I’d like to bring your attention to two fields here (actually, tree, but in a definition above we see only two):

These two (or three) fields should be in your table definition (at least in v.0.1) to let constraints_parser to find your data in a tablespace.

When table_defs.h file is ready, you can proceed with the toolset compilation to get a set of binaries specific for your own database (we’ll try to avoid this compilation step in future releases).

Toolset Compilation Procedure

As mentioned before, in release 0.1 of the toolset you need to compile your own binaries to use our toolkit. Internally our toolset uses some low-level InnoDB code pieces to work with pages and fields in tablespaces. That is why we ship trimmed down version of mysql sources with our project (mysql-source directory).

We tried to make build process as simple as possible so after you have table_defs.h file created you can just run make and you should be done with building. If you’ll get any problems, most possible they would be in mysql-sources building process. In this case you can just download mysql sources from MySQL site, configure and build mysql as following:

$ ./configure
$ make

and copy MYSQL_SOURCES/innobase/ut/libut.a file to toolkit build directory and try to run make again.

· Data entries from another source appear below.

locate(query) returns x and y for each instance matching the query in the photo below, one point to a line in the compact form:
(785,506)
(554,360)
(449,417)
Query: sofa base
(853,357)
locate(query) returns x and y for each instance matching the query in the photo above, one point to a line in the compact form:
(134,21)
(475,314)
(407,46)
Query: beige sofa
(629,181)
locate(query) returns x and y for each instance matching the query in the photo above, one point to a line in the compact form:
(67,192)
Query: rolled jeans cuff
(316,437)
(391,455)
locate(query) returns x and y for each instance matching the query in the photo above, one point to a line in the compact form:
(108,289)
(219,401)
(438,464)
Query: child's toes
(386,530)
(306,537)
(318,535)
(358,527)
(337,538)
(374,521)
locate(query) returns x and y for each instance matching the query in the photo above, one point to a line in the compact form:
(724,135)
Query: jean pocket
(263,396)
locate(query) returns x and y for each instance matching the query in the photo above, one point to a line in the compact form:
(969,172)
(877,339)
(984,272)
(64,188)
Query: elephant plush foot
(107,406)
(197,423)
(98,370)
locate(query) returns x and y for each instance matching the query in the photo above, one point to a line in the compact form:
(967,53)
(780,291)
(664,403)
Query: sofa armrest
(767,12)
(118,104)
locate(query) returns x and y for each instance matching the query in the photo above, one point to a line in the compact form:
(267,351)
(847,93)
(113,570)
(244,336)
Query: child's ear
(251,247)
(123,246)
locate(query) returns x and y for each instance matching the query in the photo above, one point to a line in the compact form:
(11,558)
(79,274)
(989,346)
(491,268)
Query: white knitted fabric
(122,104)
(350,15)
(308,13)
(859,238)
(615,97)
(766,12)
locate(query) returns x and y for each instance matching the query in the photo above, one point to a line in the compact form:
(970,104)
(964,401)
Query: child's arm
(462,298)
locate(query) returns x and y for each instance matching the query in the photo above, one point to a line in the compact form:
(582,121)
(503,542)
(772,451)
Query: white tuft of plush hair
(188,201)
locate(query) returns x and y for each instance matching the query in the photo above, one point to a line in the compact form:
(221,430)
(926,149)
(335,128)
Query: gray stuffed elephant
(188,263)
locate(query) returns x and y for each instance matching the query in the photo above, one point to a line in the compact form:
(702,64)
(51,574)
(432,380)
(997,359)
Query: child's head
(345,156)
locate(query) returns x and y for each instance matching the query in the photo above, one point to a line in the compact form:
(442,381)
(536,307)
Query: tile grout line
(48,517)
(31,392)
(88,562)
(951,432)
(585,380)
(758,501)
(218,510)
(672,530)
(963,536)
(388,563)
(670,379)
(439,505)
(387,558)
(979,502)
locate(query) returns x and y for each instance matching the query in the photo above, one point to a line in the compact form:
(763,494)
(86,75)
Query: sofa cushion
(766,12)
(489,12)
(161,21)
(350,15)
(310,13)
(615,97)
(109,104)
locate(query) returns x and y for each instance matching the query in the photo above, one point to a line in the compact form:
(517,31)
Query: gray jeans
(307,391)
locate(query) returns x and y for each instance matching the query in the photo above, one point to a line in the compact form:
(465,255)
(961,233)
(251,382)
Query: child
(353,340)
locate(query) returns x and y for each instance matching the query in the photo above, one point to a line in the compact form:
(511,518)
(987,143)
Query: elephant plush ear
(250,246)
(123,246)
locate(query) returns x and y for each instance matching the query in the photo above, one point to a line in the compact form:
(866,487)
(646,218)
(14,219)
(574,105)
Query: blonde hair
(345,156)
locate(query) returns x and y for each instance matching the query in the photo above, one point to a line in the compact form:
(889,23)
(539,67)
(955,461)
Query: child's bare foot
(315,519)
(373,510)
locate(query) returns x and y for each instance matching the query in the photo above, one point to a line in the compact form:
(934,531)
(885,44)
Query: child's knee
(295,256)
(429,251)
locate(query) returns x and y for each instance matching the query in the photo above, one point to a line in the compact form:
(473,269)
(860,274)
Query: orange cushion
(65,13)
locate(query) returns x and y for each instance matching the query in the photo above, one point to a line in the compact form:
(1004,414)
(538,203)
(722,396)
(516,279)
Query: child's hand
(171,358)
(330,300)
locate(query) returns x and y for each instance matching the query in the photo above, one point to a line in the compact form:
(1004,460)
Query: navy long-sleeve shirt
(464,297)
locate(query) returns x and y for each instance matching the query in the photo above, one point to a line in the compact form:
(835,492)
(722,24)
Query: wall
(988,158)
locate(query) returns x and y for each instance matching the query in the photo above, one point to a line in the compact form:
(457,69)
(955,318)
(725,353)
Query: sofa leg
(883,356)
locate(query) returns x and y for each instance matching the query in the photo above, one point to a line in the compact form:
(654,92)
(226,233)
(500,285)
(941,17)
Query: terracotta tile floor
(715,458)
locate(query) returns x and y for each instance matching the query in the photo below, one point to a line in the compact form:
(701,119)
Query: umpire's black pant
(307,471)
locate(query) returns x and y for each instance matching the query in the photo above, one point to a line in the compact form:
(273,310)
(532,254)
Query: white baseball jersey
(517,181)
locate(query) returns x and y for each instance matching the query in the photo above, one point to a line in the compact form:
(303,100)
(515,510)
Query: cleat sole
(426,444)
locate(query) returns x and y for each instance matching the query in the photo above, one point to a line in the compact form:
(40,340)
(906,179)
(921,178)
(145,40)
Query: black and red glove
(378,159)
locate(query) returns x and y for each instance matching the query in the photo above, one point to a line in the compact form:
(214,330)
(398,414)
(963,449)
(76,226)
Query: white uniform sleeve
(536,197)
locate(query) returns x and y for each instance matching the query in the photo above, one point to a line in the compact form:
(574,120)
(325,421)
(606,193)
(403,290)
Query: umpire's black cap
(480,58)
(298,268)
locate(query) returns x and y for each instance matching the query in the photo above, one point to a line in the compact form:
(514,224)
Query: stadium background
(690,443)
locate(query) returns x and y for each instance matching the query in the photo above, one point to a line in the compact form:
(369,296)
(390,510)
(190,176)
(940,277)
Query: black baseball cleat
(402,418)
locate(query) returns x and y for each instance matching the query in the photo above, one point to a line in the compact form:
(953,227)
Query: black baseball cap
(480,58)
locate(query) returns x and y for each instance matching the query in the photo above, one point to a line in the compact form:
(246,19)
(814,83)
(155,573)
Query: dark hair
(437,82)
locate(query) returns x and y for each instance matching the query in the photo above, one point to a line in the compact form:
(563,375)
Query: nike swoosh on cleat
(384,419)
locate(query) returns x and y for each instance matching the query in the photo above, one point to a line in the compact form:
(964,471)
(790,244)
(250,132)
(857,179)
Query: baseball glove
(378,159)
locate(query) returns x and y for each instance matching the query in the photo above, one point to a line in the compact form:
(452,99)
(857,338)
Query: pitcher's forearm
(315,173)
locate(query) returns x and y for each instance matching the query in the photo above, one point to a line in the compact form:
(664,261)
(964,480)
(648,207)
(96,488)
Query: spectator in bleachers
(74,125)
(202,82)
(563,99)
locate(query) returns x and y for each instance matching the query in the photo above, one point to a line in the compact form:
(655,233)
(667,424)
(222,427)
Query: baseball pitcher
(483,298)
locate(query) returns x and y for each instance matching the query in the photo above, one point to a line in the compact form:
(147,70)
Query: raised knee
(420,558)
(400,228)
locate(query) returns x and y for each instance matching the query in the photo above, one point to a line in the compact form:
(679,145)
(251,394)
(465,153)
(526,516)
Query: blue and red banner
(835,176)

If you’d like to build static versions of binaries, uncomment CFLAGS line in the Makefile.

Data Recovery Process Explained

Now, let’s get to data recovery process. Recommended (really detailed) sequence of a actions for data recovery is a following:

  1. Split your tablespace to pages with page_parser
  2. Find your index_id values of a primary indexes for your pages.
  3. Take one page from your most valuable table directory.
  4. Create table definition for this table (automatically with create_defs.pl or manually).
  5. Try to recover some data from this one page file in debug mode.
  6. If no data was recovered, check your table_defs.h file and try again.
  7. If everything worked fine, try to run constraints_parser in normal (non-debug) mode and check your data.
  8. If data looks ok, then get all pages from your table’s directory, concatenate them (cat *.page > pages) and try to recover all your table’s data.
  9. Repeat steps 3-8 for all tables you need.

If you have no tables with an identical structure and you’re pretty confident about your table definitions, you can recover your data from your tablespace data directly.

If you are getting a lot of junk records in your constraints_parser output, try to set more limits in your definitions file so parser would know how to filter out these false positives.